If you’ve been diagnosed with COPD, quitting smoking and stopping chronic alcohol use can go a long way to reducing symptoms and helping you live a healthier life. But all of these studies are what scientists call “associational,” which means there was an overlap between people who did a certain thing (in this case, drinking alcohol) and https://rehabliving.net/how-long-does-alcohol-stay-in-your-blood/ then whether they developed a certain disease (in this case, COPD). While cirrhosis scars from excessive drinking are irreversible, quitting alcohol and leading a healthier lifestyle can help your liver heal from alcohol-related liver disease. People who struggle with alcohol use are at risk for lung issues and other airway problems.

Portal blood then carries the bacterial products to the body’s largest tissue-fixed macrophage population, the Kupffer cells of the liver. Kupffer cells continuously sample portal blood for foreign antigens and orchestrate the hepatic response to injury (Wisse, 1974). Kupffer cells can become activated when LPS binds to toll-like receptor 4 (TLR4), an interaction dependent on its co-receptor, CD14 (Su et al., 2002). At low levels, cytokines, such as IL-6, are beneficial to hepatocyte survival, but exposure to levels above an acceptable threshold can be detrimental (Jin et al., 2006). When alcohol precedes a burn, there is both increased stimulus for and sensitivity to TLR4 signaling, leading to harmful levels of IL-6 relative to either insult alone. Accordingly, the combined insult has been shown to result in greater hepatic damage as evidenced by elevated serum transaminase levels, hepatic triglycerides, and liver-weight to bodyweight ratio (M. M. Chen et al., 2014, 2015; M. M. Chen, Palmer, et al., 2013).

These combined studies suggest that alcohol-induced gut leakiness and liver macrophage activation may drive cytokine expression, resulting in systemic oxidative stress and lung injury. This lung injury starts with the desensitization of the ciliated airway epithelium, causing impaired clearance of inhaled pathogens from the upper airway. Altered activation of alcoholic alveolar macrophages in the lower airway not only impairs bacterial phagocytosis and clearance, but may also induce the release of more cytokines into the circulation. Kupffer cells, resident liver macrophages, demonstrate up-regulation of pro-inflammatory transcription factors and pathways, including hypoxia inducible factor-1 alpha and activator protein-1 (Yeligar, Machida, & Kalra, 2010).
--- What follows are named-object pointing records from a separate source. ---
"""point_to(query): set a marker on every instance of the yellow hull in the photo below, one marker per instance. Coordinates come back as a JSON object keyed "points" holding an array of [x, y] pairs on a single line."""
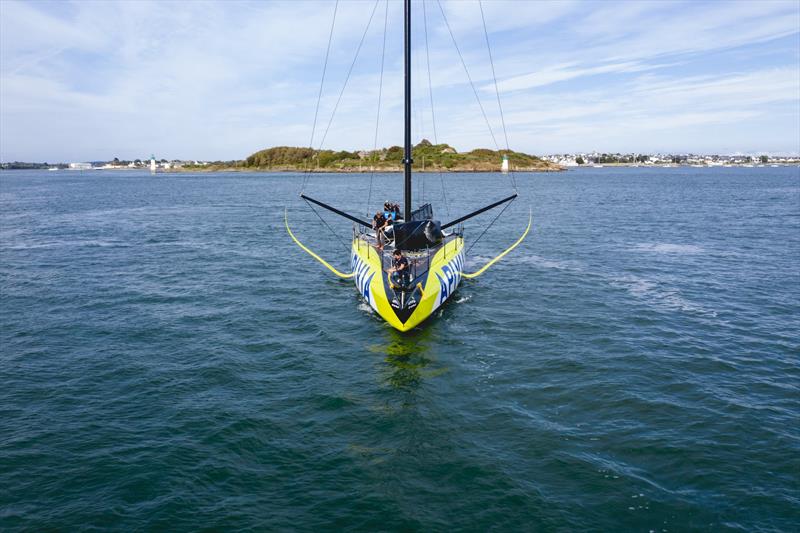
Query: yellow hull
{"points": [[440, 282]]}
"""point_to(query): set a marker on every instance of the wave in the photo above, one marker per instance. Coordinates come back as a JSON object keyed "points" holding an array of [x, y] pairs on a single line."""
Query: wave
{"points": [[667, 248]]}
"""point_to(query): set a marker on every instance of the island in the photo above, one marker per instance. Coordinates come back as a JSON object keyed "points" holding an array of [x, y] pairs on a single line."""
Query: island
{"points": [[427, 157]]}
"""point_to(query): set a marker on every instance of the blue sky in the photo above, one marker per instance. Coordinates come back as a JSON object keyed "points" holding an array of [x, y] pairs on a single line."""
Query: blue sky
{"points": [[92, 80]]}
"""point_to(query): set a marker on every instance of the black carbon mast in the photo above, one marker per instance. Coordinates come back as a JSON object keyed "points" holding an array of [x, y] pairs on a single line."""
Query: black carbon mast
{"points": [[407, 161]]}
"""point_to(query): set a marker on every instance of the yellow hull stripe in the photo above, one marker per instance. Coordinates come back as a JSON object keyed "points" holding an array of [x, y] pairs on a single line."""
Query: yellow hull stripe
{"points": [[370, 282]]}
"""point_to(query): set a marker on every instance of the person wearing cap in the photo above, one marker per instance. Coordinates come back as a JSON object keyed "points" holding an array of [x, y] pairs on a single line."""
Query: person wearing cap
{"points": [[378, 224]]}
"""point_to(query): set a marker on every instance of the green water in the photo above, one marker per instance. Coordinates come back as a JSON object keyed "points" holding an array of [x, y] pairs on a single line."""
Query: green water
{"points": [[169, 360]]}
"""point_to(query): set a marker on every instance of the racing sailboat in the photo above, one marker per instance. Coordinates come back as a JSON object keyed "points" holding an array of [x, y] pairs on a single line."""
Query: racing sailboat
{"points": [[434, 250]]}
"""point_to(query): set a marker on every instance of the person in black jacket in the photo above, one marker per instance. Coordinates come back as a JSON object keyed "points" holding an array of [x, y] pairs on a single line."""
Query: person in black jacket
{"points": [[401, 273], [378, 224]]}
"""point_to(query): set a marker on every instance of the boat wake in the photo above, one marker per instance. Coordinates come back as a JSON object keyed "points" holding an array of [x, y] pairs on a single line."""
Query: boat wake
{"points": [[667, 248]]}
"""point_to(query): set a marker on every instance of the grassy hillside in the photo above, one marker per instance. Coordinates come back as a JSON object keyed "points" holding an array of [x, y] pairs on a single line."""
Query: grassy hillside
{"points": [[439, 157]]}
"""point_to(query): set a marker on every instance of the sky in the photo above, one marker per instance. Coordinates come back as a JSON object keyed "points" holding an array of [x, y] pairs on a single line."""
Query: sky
{"points": [[93, 80]]}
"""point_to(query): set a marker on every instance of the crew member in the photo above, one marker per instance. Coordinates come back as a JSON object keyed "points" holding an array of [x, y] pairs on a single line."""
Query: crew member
{"points": [[400, 269], [378, 224]]}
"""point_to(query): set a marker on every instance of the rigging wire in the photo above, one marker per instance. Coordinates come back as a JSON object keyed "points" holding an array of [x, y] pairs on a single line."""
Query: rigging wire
{"points": [[489, 226], [497, 92], [319, 96], [350, 71], [380, 95], [430, 93], [326, 224], [466, 70], [333, 114]]}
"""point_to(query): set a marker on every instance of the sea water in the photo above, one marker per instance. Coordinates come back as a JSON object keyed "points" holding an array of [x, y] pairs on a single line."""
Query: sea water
{"points": [[170, 360]]}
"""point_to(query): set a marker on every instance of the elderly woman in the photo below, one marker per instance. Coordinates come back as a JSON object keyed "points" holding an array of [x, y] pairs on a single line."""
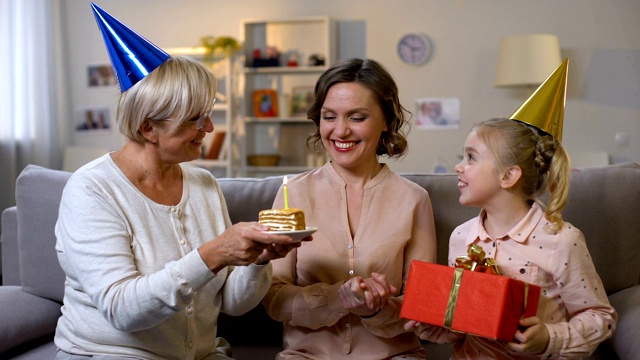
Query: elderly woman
{"points": [[145, 240]]}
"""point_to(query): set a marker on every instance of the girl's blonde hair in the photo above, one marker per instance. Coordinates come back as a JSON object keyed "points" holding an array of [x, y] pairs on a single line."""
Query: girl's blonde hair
{"points": [[544, 162], [177, 90]]}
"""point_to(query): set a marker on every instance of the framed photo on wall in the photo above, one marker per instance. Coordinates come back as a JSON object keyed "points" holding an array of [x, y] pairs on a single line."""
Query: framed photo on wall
{"points": [[92, 119], [438, 113], [301, 99], [265, 103], [101, 75]]}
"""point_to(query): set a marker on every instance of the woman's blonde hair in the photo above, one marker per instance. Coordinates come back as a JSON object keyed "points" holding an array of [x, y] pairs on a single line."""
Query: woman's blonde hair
{"points": [[544, 163], [178, 90], [372, 75]]}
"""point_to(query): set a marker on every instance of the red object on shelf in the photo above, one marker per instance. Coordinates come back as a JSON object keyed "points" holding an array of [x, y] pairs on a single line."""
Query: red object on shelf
{"points": [[487, 305]]}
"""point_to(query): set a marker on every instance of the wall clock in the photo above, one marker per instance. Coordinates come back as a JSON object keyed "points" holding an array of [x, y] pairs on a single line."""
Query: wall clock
{"points": [[415, 48]]}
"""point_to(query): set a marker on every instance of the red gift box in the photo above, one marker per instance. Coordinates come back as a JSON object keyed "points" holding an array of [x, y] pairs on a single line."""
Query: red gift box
{"points": [[486, 305]]}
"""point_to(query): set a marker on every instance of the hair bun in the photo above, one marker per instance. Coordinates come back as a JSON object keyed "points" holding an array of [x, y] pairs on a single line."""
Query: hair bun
{"points": [[545, 149]]}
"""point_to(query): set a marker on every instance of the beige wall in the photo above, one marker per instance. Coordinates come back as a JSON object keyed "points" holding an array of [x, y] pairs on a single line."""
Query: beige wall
{"points": [[466, 36]]}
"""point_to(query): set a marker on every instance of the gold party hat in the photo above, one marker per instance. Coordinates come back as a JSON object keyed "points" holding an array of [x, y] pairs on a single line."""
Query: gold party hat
{"points": [[545, 107]]}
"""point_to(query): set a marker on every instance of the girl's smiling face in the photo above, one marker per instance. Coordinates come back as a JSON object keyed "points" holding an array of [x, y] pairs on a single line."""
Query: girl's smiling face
{"points": [[478, 173]]}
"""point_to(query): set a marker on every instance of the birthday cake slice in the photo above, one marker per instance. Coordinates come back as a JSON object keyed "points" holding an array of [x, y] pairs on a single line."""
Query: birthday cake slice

The extensive research in this area suggests that although glutathione deficiency is a useful marker of severe structural and functional abnormalities in the alcoholic lung, treatment strategies necessary to modify the risk of lung injury will require more than glutathione replacement alone. Whereas oxidative stress is more directly involved in causing the pathophysiology of the alcoholic lung, the susceptibility to injury reflects cellular damage that cannot be quickly reversed with glutathione replacement alone. This is complicated by the fact that there are no feasible strategies to specifically block the actions of TGFβ1 in the clinical setting.